Sunday, 1 February 2015

Saint Brigid's Day

To celebrate the feast of our beloved national patroness, below is a piece published over eighty years ago, in which the writer, Mrs Leonard Wheeler, dips into the hagiographical tradition to present a portrait of Saint Brigid. I have the impression that this was perhaps written for an American audience but I have no further information on the author. Her work is blessedly free of any allusions to Saint Brigid being a pagan deity thinly disguised, for example she acknowledges that the old writers speak of our saint having been born at sunrise, but Mrs Wheeler sees this, not as evidence of pagan sun-worship, but of Brigid's soul being akin to the sun in its clarity.



St. Brigid's Day

Many an Irish mother will be telling her children to-night the story of St. Brigid the Bright, the lover of the poor, and the friend of the weary and outcasts of the earth, whose birth is commemorated throughout the Emerald Isle on the 1st of February.

Brigid it was who cared for the birds and the animals and was called "The Mother of the Flocks" because of her kindness to her sheep, who fed a hungry hound with the food from her own table, and the story goes that there were still the same number of pieces of bacon remaining after she had given two to the dog. It was said that the touch of her fingers sent the cold mists from the rivers, that her gentle blessing calmed the wild birds till they fed from her hand. Brigid had a dairy with twelve cows; she divided her churning into twelve parts in honour of the Twelve Apostles, and the Irish mother tells her child there was yet a thirteenth part left - that was the biggest part of them all. That was in honour of the Christ Who was the Lord of the Twelve, and St. Brigid gave it away to the poor people who worked hard for a living and could not afford butter for their bread. Cows and dairies are her particular care, and she is the Saint of Dairymen. Where her pictures are seen. she wears a cross over her head, and there is a cow near by in the background.

Her birth, being in the sixth century, is veiled somewhat in the cloak of contradictory legends, as in most cases, but it is certain that she was born in Connacht, and her mother was a godly working woman, very devoted to the best traditions of the Celtic Faith. Her father was a rich man of Munster, with whom she was living between the period she was brought up by a bard, who taught her the beauty of song and poetry, and the time that she took the veil at Kildare, and founded the monastery which was the nucleus of many such beautiful retreats. Old writers say that she was born at sunrise - a poetic fancy, maybe, but an apt one. For her soul was akin to the sun, undarkened by any fear or misgiving. If she were aware of any strangeness in her powers, it did not alarm her calm spirit. Neither had she any sort go self-consciousness - like the sun that shone on her sweet face, she went on her simple way, singing about the daily tasks that she did in field or dairy, giving of her splendour and warmth to the cold and suffering as they came her way.

She must have had little time to think of herself, for a more industrious saint never trod the earth, She wove the first cloth in Ireland, and probably steeped it in her buttermilk, for modern ideas of manufacture were as far from her dreams as the modern conceptions of medical practice.
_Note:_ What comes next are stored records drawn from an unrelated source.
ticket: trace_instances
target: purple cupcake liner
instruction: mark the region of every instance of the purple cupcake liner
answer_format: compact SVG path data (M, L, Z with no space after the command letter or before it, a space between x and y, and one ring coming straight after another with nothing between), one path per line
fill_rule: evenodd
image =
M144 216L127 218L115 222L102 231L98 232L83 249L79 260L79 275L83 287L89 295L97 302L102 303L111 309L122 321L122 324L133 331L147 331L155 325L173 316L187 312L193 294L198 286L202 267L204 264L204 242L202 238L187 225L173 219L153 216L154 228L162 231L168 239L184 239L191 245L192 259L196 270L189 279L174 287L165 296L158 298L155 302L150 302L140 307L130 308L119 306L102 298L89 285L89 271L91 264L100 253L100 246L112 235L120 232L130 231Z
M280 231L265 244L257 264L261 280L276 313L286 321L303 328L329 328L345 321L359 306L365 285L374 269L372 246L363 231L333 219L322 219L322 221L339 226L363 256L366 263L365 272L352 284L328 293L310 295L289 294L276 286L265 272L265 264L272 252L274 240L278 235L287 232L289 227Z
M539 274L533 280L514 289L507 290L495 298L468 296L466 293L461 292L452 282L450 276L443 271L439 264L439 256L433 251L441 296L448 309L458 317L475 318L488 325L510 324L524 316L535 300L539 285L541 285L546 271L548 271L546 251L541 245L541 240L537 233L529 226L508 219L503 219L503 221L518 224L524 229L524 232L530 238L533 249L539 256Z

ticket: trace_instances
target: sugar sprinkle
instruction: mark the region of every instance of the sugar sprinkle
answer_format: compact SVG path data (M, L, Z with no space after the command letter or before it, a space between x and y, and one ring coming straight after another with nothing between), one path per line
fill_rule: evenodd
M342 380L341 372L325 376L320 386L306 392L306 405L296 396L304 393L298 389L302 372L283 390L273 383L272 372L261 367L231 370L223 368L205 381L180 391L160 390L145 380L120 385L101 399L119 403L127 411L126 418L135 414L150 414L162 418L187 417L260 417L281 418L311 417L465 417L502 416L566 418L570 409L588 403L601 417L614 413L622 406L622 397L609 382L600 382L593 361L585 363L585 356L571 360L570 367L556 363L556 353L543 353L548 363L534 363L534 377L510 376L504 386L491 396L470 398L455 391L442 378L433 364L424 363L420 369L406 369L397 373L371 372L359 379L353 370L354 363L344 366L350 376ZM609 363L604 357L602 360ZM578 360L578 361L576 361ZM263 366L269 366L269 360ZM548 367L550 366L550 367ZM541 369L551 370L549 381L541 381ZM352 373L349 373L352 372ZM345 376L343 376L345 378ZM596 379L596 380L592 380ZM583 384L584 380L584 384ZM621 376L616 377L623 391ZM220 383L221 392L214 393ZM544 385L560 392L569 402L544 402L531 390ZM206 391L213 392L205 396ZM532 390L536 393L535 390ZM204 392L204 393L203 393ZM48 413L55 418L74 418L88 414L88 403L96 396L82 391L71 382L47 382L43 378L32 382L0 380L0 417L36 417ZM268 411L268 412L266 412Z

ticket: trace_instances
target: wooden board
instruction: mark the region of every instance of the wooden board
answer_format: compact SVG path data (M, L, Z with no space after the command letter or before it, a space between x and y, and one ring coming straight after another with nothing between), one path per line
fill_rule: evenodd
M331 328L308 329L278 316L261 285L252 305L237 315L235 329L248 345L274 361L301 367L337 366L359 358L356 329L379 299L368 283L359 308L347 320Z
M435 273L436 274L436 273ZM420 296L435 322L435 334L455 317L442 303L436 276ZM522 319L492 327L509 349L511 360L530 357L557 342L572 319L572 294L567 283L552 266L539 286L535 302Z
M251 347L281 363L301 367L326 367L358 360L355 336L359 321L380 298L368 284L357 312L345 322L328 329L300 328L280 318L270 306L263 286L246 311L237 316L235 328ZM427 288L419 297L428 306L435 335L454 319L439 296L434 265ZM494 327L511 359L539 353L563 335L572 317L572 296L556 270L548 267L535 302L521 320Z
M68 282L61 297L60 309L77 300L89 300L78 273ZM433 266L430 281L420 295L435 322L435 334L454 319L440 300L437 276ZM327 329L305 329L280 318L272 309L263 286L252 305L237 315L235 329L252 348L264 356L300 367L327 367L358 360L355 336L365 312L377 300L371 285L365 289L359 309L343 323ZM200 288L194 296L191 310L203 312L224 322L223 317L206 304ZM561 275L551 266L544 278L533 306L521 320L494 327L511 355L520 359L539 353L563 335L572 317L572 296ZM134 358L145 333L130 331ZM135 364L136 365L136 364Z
She was a healer of sickness, and her patients included the birds, beasts, and fishes too. Not only the sicknesses of the body, but the diseases of the mind, were her care, and "Victorious Bright Brigid "loved not war. When she was asked to attend the warriors, she said: "Aye, but before going with the Angels to battle, let us run with the Angels to the Church, for the Lord is greater than any poem of Victory!"

Small wonder is it that the Irish love St. Brigid, the "Fiery Arrow", the Mary of the Gael. Small wonder that she is enshrined in their loyal hearts next to St. Patrick alone, and that her bones lie buried in the same grave with the Patron Saint himself, who baptised her mother, and in whose steps Brigid herself so bravely trod.

And as the twilight falls to-night on the humble homes of Ireland as well as in its old castle halls, the old legends will be repeated as the fires are covered in, and the beautiful prayer of the long centuries will be said:

"I save this fire as Christ saved everyone. Brigid beneath it, the Son of Mary within it, let the three Angels most high in heaven keep this house and its people sheltered till dawn of day."


MRS. LEONARD WHEELER.


The Irish Monthly, Vol. 60, No. 704 (Feb., 1932), pp. 91-92.